ALL the HD standards for 1080i, 720p etc. are specified as YCbCr. Computer display interfaces are normally RGB.


----------



## ssj2 (Dec 1, 2004)

Don, I agree with what you're saying. I clarified the transmission method v. transmission format because your list is labeled "Consumer Video Formats". As evidenced by Olgeezer's post here (and numerous posters elsewhere) many people believe "digital is digital".

Back to the topic of the thread I started. Keenan posted his iScan recognized the HDMI output of the 622 as RGB. I decided to test this against settings from my Panasonic S97 DVD player by switching its HDMI output to RGB and activating the player's studio and enhanced settings.

edited. See below.


----------



## DonLandis (Dec 17, 2003)

ssj2- Based on what you observed, I would tend to agree with your assessment. As I recall the basics the DVI connection has 4 lines Data R, Data G, and Data B, plus clock. This can be replicated for broader bandwidth. I just don't recall all the details and don't have time to look them up right now. What I was concerend with is that some may confuse this data RGB signal line with the analog line that piggybacks on the one end of the DVI-I. I use this in my 921 to connect to an RGBHV breakout cable for connection and yes, I have to pump up the levels to calibrate properly as compared with the same PJ and 921 connected with DVI. Not having lots of equipment to compare, I thought this was just the way my projector worked. 
I have a 622 here but waiting for the delayed installer since I am concerned with messing with leased equipment where install is part of their warranty per CSR. At this point I plan to connect the 622 with component since the wide reports of HDMI failure on this box. I have two switchable DVI inputs on my PJ and they are occupied now with the TIVO and the upconverting DVD player. I may run tests on the 622 / HDMI to DVI later after the installer leaves but the image will need to improve greatly and the 622 trouble free before I pull the DVI from the TIVO. This is about my entertainment, not experimenting or being Dish's lab rat. 
I'll settle back now and just follow the threads to see where all this leads.


----------



## ssj2 (Dec 1, 2004)

OK, realizing a user error with the DVD player's settings I re-did my test. With the DVD player's RGB output set to standard (studio levels) and my projector's input set to standard, my calibrated brightness & contrast settings (AVIA for DVD & HDNET test patterns for HD) matched exactly with the 622's output. 
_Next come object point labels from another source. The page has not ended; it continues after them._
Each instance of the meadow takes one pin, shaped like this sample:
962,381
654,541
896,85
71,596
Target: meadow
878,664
Therefore, it would appear the 622 is maintaining studio RGB levels from its HDMI output.


----------



## ssj2 (Dec 1, 2004)

I just received this emai response from Dish Network tech support:

"Thank you for your e-mail. At this time the HDMI cable outputs YCrCb at a rate of 4:2:0. I Hope this helped if you have any further questions, please let me know if you need anything else."
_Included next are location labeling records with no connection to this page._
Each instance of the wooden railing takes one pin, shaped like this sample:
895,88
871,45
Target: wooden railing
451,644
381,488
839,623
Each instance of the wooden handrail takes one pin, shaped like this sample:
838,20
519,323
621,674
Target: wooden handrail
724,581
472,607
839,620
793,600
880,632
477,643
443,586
Given that the YCrCb signal should be sent at studio levels it would make sense that brightness and contrast settings using the 622 matched the RGB studio settings from the DVD player. Odd that Keenan's iScan recognized the signal as RGB.


----------



## keenan (Feb 8, 2005)

It may be a setting on the VP30 that's forcing it to see RGB at the input, I don't know why it would do that though...I'll look around in the VP30 menus tomorrow...or tonight, Friday-06/24.


----------



## dave1234 (Oct 9, 2005)

keenan said:


> It may be a setting on the VP30 that's forcing it to see RGB at the input, I don't know why it would do that though...I'll look around in the VP30 menus tomorrow...or tonight, Friday-06/24.
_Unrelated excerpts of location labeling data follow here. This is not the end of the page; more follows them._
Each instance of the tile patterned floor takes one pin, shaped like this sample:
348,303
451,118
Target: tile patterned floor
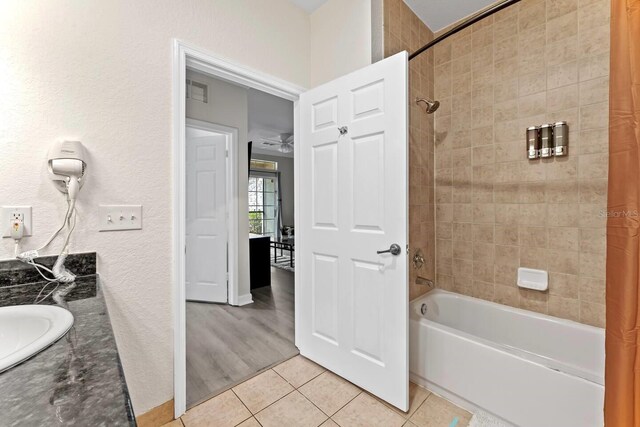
299,393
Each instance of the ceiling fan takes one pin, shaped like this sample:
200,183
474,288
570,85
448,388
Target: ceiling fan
285,140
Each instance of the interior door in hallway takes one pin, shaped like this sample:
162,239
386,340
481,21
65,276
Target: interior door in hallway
352,312
206,211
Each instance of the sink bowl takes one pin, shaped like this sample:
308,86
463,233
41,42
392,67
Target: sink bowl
26,330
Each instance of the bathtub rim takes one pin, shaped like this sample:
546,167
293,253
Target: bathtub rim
522,354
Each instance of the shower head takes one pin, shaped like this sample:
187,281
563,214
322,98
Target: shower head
432,106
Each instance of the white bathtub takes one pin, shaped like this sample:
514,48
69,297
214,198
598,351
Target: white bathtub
529,369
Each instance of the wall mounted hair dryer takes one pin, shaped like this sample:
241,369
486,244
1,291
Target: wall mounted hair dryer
67,166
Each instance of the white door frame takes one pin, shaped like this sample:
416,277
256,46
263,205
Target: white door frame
186,55
231,188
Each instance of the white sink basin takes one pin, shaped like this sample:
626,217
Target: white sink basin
25,330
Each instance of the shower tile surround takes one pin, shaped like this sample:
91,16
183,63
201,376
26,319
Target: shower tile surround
403,30
535,62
 I don't see a way any monitor can determine whether a signal is RGB or YCbCr. There is no information in the data stream to indicate which color space is being used.

That said all HD signals are YCbCr unless a conversion has been done in a receiver somewhere.


----------



## ssj2 (Dec 1, 2004)

The monitor can and does recognize whether a signal is RGB or YCbCr. If YCbCr is detected the display will use SD 601 or HD 709 decoding to transform the signal into RGB. Here's a great post on the subject: http://www.avsforum.com/avs-vb/showthread.php?p=6330772&&#post6330772


----------



## Bradtothebone (Aug 11, 2003)

ssj2 said:


> The monitor can and does recognize whether a signal is RGB or YCbCr. If YCbCr is detected the display will use SD 601 or HD 709 decoding to transform the signal into RGB. Here's a great post on the subject: http://www.avsforum.com/avs-vb/showthread.php?p=6330772&&#post6330772


That's a great read. Thanks, ssj2!

Brad


----------



## DonLandis (Dec 17, 2003)

ditto! I've always enjoyed reading stuff by wiggles/Kuo and even Joe Kane. One thing that I felt was missed on the BTB topic was that while the voltages in a calibrated monitor should not be visible on BTB, the whole origin of BTB content was to facilitate luminance keying in analog systems. In the case of a keyer, and a camera used to shoot luminance keys, the BTB is seen (detected) by the electronics and not the human eye from the BVM once calibrated properly. Use of the BTB toeroom for content that extends into that region, tells me that whoever justifies this really did not calibrate his monitor with PLUGE as claimed. In a good production, no image should have content below 7.5IRE to translate to less than 16 bits on digital conversion.


----------



## keenan (Feb 8, 2005)

keenan said:


> It may be a setting on the VP30 that's forcing it to see RGB at the input, I don't know why it would do that though...I'll look around in the VP30 menus tomorrow...or tonight, Friday-06/24.


Okay, I hooked up a set of component cables as well as HDMI from the 622 to the VP30.

At the component input the VP30 it detects a YPbPr signal.

At the HDMI input the VP30 detects a RGB signal.


----------



## Jim Noyd (May 15, 2005)

keenan said:


> Okay, I hooked up a set of component cables as well as HDMI from the 622 to the VP30.
> 
> At the component input the VP30 it detects a YPbPr signal.
> 
> At the HDMI input the VP30 detects a RGB signal.


Correct the 622's hdmi output is digital RGB


----------



## ssj2 (Dec 1, 2004)

Jim Noyd said:


> Correct the 622's hdmi output is digital RGB


Jim, how do you come across this information? I know Keenan's experience is with his iScan. I'm just trying to get a bit of background before discarding the response I received from Dish Network. Thanks.


----------



## Jim Noyd (May 15, 2005)

Because I have the 622's hdmi hooked up successfully to my projector's DVI input with an adapter, and that is what the PJ accepts.


----------